L'anxiété de séparation est normale entre 8 mois et 3 ans environ. Elle constitue une étape saine du développement de l'attachement et signifie que l'enfant a construit un lien fort avec ses parents et qu'il comprend cognivement que vous pouvez partir. Elle diminue naturellement à mesure que l'enfant intériorise la permanence du lien parental. Au-delà de 3-4 ans, si elle persiste ou s'intensifie plutôt que de diminuer, une évaluation et un accompagnement sont recommandés.


Comment aider un enfant anxieux lors des séparations ?

Plusieurs ajustements concrets aident à diminuer l'intensité des séparations. Gardez les départs courts et affectueux sans les prolonger sous l'effet de la culpabilité. Instaurez un rituel de départ court et répété : la prévisibilité rassure le cerveau anxieux. Évitez de multiplier les réassurances verbales qui signalent involontairement que la situation est effectivement difficile. Ne revenez pas sur vos pas après être parti, cela amplifie l'anxiété anticipatoire pour la prochaine fois. Et faites confiance aux adultes qui accueillent votre enfant : ils observent souvent une récupération rapide après votre départ, même quand les pleurs semblent insurmontables.


Faut-il forcer un enfant anxieux à aller à l'école ?

Non et oui, selon comment on entend « forcer ». Exposer progressivement l'enfant à la séparation est nécessaire : l'évitement total renforce l'anxiété et rend le retour à l'école de plus en plus difficile. Mais une exposition brutale, sans préparation ni soutien, peut aggraver le trauma. Ce qui fonctionne, c'est une désensibilisation progressive et accompagnée à petits pas, rituels sécurisants, travail simultané sur la sécurité intérieure de l'enfant. Le forcer en le traînant de force ne traite pas le mécanisme anxieux, cela peut l'ancrer davantage, tout comme l'évitement total.


L'anxiété de séparation peut-elle évoluer vers une phobie scolaire ?

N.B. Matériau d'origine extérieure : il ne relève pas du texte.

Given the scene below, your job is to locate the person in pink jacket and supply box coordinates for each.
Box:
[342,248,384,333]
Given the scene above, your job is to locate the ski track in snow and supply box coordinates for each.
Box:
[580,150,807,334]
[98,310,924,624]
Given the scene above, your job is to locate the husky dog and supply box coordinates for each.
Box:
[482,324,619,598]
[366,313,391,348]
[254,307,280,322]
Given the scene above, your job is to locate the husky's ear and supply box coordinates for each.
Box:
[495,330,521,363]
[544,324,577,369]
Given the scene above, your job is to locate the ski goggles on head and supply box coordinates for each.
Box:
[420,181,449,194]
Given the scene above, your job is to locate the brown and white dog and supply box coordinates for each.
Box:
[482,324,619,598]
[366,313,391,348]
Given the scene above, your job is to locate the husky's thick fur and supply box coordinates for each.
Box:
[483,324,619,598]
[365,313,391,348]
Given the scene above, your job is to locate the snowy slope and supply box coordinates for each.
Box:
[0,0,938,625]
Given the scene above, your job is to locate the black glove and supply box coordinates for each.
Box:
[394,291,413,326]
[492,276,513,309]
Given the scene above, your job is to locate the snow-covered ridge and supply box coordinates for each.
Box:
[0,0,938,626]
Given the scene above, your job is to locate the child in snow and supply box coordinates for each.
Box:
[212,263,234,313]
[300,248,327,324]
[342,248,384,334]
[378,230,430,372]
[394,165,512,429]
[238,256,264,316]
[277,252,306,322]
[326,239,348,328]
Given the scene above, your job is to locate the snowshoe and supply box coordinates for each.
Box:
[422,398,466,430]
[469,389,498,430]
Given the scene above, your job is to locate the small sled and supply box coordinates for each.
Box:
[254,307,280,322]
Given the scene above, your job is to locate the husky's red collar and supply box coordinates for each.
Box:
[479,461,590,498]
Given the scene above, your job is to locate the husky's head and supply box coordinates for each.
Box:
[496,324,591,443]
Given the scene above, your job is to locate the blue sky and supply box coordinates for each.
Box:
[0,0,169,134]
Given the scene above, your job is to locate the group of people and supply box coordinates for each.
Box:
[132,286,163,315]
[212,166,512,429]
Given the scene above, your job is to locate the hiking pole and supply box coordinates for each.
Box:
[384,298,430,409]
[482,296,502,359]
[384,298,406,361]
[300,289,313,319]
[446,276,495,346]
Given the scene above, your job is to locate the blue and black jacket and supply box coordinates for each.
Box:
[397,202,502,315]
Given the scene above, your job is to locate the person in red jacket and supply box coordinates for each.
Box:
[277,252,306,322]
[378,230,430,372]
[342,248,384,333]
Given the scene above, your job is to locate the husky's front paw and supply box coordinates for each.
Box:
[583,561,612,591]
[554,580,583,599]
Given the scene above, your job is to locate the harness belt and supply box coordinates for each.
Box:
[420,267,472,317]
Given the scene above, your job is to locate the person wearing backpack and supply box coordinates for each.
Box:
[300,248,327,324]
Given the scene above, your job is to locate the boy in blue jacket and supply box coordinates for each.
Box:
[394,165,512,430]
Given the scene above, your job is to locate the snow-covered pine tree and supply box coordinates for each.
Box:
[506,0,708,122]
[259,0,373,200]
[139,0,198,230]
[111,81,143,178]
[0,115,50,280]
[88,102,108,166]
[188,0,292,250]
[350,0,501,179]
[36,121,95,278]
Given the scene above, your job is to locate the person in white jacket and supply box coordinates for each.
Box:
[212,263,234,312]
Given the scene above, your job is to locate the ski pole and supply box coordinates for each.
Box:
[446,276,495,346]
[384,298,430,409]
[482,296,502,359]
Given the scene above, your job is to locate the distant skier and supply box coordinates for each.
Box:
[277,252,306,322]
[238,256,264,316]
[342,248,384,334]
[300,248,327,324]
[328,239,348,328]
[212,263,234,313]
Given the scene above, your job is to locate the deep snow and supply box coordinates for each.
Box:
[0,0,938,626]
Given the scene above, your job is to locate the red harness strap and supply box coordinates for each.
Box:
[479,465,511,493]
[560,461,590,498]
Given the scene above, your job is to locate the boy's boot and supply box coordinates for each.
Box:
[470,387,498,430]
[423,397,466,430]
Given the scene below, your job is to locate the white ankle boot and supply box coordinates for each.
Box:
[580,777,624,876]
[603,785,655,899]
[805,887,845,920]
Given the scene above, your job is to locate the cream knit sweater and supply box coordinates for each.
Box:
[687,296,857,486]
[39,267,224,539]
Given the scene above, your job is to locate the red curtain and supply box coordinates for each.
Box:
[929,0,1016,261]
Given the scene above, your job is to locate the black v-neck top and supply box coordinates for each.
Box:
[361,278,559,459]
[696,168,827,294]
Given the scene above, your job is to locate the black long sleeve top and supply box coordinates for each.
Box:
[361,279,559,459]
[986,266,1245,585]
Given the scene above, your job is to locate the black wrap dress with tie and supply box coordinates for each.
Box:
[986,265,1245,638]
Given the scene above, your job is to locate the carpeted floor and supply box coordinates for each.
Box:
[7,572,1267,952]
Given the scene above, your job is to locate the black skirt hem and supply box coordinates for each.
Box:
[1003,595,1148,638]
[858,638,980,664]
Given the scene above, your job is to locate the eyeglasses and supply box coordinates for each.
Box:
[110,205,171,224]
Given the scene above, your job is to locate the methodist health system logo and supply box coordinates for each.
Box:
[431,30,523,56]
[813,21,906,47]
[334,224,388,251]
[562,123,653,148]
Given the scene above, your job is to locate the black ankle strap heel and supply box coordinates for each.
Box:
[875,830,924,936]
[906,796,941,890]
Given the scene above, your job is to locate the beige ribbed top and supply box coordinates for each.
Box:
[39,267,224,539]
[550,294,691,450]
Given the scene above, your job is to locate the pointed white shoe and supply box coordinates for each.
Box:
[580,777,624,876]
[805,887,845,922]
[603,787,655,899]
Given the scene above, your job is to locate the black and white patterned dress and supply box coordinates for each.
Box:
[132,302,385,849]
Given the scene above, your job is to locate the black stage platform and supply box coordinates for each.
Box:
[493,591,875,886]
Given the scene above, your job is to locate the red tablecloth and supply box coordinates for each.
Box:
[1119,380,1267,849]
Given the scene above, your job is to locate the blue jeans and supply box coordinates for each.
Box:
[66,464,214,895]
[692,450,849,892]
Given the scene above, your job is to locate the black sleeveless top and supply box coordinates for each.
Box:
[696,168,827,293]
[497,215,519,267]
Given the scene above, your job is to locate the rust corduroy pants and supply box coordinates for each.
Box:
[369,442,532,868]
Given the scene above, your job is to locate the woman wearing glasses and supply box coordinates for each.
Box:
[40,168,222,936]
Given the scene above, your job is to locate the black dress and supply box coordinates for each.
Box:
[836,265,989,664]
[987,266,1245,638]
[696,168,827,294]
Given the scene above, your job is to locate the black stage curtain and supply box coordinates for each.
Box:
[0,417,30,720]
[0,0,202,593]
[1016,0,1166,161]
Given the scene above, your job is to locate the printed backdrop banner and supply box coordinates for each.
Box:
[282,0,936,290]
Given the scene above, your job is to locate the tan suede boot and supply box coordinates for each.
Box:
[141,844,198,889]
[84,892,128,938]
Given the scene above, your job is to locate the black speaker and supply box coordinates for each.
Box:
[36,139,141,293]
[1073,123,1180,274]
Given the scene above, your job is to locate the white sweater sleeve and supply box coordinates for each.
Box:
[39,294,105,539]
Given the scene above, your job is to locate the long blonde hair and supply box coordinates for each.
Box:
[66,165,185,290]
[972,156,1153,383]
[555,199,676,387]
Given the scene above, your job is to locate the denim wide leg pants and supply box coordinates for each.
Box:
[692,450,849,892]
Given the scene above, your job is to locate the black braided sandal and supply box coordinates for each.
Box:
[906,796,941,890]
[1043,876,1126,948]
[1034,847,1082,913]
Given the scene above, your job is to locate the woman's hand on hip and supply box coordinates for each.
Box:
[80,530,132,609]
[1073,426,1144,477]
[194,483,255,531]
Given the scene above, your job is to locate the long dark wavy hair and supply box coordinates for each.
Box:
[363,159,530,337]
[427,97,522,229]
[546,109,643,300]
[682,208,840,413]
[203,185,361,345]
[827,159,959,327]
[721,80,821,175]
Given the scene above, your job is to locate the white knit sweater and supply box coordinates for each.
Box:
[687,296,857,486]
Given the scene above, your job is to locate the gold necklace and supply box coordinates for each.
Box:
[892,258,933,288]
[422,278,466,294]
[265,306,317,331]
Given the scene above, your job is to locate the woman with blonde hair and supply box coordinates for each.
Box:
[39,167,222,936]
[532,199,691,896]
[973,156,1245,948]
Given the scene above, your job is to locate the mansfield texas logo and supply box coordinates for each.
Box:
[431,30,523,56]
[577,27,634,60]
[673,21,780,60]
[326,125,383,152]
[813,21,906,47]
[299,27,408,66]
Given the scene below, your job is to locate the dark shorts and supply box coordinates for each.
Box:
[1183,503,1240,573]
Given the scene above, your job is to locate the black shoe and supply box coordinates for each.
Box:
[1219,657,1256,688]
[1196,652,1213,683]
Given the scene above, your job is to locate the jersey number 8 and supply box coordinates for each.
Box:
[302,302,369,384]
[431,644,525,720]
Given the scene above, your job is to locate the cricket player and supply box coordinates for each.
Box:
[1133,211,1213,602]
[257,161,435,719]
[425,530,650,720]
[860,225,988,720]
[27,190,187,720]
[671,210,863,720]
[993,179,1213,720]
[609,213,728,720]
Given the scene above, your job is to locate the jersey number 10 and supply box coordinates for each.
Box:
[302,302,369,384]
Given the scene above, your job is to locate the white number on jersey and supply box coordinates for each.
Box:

Oui, c'est l'un des chemins les plus fréquents vers la phobie scolaire. L'école représente une séparation quotidienne, obligatoire et répétée. Chez un enfant dont l'anxiété de séparation n'a pas été traitée, ce contexte devient rapidement anxiogène au-delà de la seule séparation : la peur de ne pas savoir gérer ses émotions sans le parent, la peur de ne pas être à la hauteur, la peur de l'inconnu s'ajoutent progressivement. Agir tôt sur l'anxiété de séparation est la meilleure prévention contre le développement d'une phobie scolaire installée.


Mon enfant a des maux de ventre tous les matins avant l'école, est-ce de l'anxiété de séparation ?

Les maux de ventre matinaux récurrents, qui apparaissent les jours d'école et disparaissent le week-end ou pendant les vacances, sont l'un des signes physiques les plus courants de l'anxiété de séparation et de l'anxiété scolaire. Le système digestif est extrêmement sensible au système nerveux autonome : l'anxiété déclenche des réponses abdominales réelles et douloureuses. Si les examens médicaux sont normaux et que les symptômes suivent ce schéma scolaire/non-scolaire, l'anxiété est très probablement en cause. C'est un signal à prendre au sérieux, pas à minimiser, et pas à laisser s'installer.